Ada dugaan bahwa langkah merger antara Bumi dan Energi ini akan menjadikan Bakrie sebagai pemimpin industri pertambangan lokal terdepan dan mampu bersaing dengan industri pertambangan asing. Bumi selanjutnya dapat menjadi holding dari perusahaan pertambangan di Keluarga Bakrie.

Barangkali kisah sukses Keluarga Bakrie masuk ke Bumi dan kemudian Bumi mengubah bisnis inti dari properti menjadi perusahaan pertambangan masih lekat dalam ingatan pemodal.

Selanjutnya, Bumi menguasai PT Arutmin Indonesia dan Kaltim Prima Coal (KPC) yang sempat menjadi perdebatan alot selama beberapa tahun untuk realisasinya. Sebelumnya jauh dari dugaan bahwa Bumi membeli KPC; mengingat Bumi, yang dikategorikan perusahaan relatif belum besar, mengakuisisi KPC.

Kendati Energi sudah berjanji untuk tidak melakukan aksi korporasi selama setahun ini akan tetapi pemodalpun menduga-duga bahwa pasti ada rencana-rencana tertentu dari Keluarga Bakrie berkaitan de-ngan langkah merger antara Bumi dan Energi itu.

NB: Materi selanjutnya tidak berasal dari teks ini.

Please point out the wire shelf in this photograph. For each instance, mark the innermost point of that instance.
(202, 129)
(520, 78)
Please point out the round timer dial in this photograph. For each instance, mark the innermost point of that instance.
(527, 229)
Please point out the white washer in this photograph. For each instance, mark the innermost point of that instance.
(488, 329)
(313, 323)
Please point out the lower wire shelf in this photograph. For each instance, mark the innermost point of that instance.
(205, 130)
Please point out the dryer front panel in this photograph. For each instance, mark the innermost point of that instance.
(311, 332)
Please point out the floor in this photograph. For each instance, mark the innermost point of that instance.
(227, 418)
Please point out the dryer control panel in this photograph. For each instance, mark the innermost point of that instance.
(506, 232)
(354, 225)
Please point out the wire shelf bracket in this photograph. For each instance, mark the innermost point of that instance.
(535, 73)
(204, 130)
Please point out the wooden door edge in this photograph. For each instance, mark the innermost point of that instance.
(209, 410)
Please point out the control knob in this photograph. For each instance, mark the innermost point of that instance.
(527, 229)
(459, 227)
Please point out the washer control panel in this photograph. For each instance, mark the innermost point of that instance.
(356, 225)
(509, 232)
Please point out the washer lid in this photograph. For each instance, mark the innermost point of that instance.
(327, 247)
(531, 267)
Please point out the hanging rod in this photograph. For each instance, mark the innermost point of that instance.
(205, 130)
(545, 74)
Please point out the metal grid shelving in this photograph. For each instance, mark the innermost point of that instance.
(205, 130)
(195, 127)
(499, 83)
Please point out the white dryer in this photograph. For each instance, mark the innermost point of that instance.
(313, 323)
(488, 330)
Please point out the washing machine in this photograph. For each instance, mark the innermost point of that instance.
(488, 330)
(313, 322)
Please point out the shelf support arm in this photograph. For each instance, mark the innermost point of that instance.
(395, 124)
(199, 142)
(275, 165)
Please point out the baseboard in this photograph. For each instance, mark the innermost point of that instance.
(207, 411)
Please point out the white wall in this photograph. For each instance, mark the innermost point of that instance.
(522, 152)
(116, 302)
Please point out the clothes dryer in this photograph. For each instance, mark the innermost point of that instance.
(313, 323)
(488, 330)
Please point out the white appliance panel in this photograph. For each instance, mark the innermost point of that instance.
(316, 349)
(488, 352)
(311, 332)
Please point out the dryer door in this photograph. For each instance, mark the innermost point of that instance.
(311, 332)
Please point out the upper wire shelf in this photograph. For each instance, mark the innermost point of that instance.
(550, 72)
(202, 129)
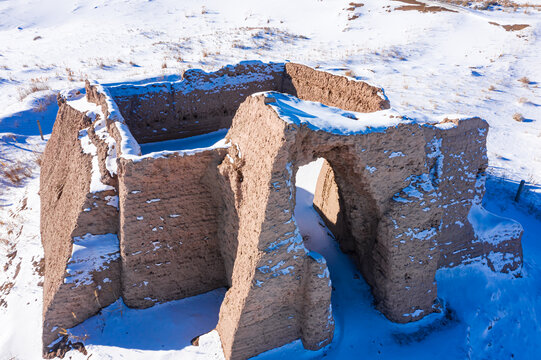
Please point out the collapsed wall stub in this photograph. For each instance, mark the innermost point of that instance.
(184, 222)
(75, 287)
(457, 160)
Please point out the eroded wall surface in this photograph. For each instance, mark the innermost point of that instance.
(404, 199)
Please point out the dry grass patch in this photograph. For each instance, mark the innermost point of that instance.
(524, 80)
(36, 84)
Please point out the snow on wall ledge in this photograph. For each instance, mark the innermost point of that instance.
(179, 176)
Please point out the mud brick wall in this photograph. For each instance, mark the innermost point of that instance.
(274, 281)
(200, 103)
(168, 228)
(65, 194)
(332, 90)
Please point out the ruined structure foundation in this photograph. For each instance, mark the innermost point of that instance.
(160, 191)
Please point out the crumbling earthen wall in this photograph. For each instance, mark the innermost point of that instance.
(189, 222)
(65, 194)
(200, 103)
(274, 283)
(169, 228)
(338, 91)
(204, 102)
(457, 158)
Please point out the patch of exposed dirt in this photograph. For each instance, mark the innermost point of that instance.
(352, 7)
(514, 27)
(421, 7)
(39, 266)
(63, 346)
(489, 4)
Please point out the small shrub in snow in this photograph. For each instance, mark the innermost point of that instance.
(15, 172)
(524, 80)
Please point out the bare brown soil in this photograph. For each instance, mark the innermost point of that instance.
(485, 4)
(514, 27)
(421, 7)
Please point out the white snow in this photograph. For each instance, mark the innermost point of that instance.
(330, 119)
(491, 228)
(430, 65)
(96, 185)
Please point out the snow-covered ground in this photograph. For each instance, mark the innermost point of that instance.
(430, 65)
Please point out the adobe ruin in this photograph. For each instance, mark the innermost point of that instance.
(403, 197)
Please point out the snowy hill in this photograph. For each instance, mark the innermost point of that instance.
(459, 60)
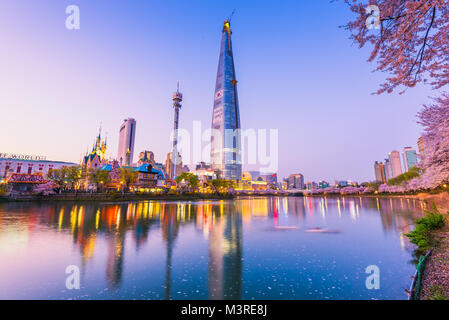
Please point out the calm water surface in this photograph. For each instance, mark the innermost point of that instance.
(255, 248)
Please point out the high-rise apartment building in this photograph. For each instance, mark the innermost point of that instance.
(395, 162)
(295, 181)
(410, 158)
(388, 170)
(225, 140)
(422, 148)
(379, 172)
(126, 142)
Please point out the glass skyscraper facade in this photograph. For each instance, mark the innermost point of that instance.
(226, 135)
(410, 158)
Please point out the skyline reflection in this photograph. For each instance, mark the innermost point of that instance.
(113, 234)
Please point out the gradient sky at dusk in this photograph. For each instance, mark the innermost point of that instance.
(297, 72)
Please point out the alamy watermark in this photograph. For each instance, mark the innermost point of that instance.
(72, 22)
(73, 279)
(373, 280)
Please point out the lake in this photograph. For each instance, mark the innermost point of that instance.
(251, 248)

Memang masih rumor. Ada sebagian pemodal di pasar yang mempercayai bahwa Bumi akan dipersiapkan sebagai perusahaan swasta nasional untuk membeli Freeport yang kini menjadi kontroversial.

Tentu saja, realisasi dari rencana tersebut akan memakan waktu lebih dari satu atau dua tahun, sama ketika Bumi mengakuisisi KPC.

Terhadap rumor itu, tidak sedikit pemodal yang pesimistis sebab kontrak antara pemerintah dan Freeport Indonesia sudah jelas secara hukum dan Freeport terlalu besar untuk diakuisisi sehingga sulit bagi perusahaan swasta lokal untuk melakukan pengambilalihan di tengah jalan, terkecuali jika nanti ada tekanan dan perubahan politik dan sosial.

Pendanaan

Masih ada pertanyaan lagi dari kalangan pemodal adalah masalah pendanaan dari Keluarga Bakrie jika kelak rencana itu akan dieksekusi. Banyak pihak yang memproyeksikan bahwa teknik leverage by out (LBO) akan ditempuh, artinya M&A dilakukan tidak menggunakan modal sendiri akan tetapi melalui utang secara langsung maupun penerbitan utang baru.

Dua perusahaan bank investasi yang berkantor pusar di Zurich, Swiss dan New York, Amerika Serikat (AS) dikabarkan sudah siap-siap mendukung langkah Keluarga Bakrie.

LBO pada umumnya dilakukan terhadap perusahaan yang lebih efisien dengan berani mencari pinjaman dana untuk membeli perusahaan lainnya dengan harapan untuk menjadi lebih efisien dan mendapatkan return yang lebih besar.

Di berbagai negara, terutama Amerika Serikat, tidak sedikit pemilik perusahaan tidak berkeinginan menggunakan modal sendiri untuk melakukan eksekusi pembelian perusahaan.

Menurut Desbrieres (1995), LBO menjadi kecenderungan di AS pada 1970-an dan di Eropa pada 1980. Hal ini terjadi kerena pemilik perusahaan lebih memilih menerbitkan junk bond atau surat utang berbunga tinggi untuk menjadi sumber dana merger dan akusisi.

Hal itu dapat terjadi karena banyaknya perusahaan finansial yang bersedia membiayai deal tersebut dengan imbalan bunga tinggi. Tingginya suku bunga atas surat utang tersebut karena sudah termasuk risiko pada surat utang itu.

Contoh yang cukup terkenal terjadi pada pada 1985, saat Pantry Pride menerbitkan surat utang berbunga tinggi senilai US$2,1 miliar untuk membeli Revlon. Di Italia saat Olivetti, yang asetnya kecil, melakukan LBO terhadap Telecom Italia.

Teknik LBO dapat memberikan manfaat bagi perusahaan terutama penghematan pembayar pajak akan tetapi pemodal minoritas akan terkait risiko terutama kemungkinan hilangnya prioritas atas deviden serta kemungkinan cashing out dari pemegang saham publik ke pemegang saham utama atas tindakan right issue bervolume sangat besar dalam rangka rentetan LBO itu.

Lalu bagaimana pemodal harus menyikapi M&A via LBO? Mereka perlu cermat agar tidak ketinggalan terhadap aksi korporasi dan berhati-hati agar tidak kejeblos.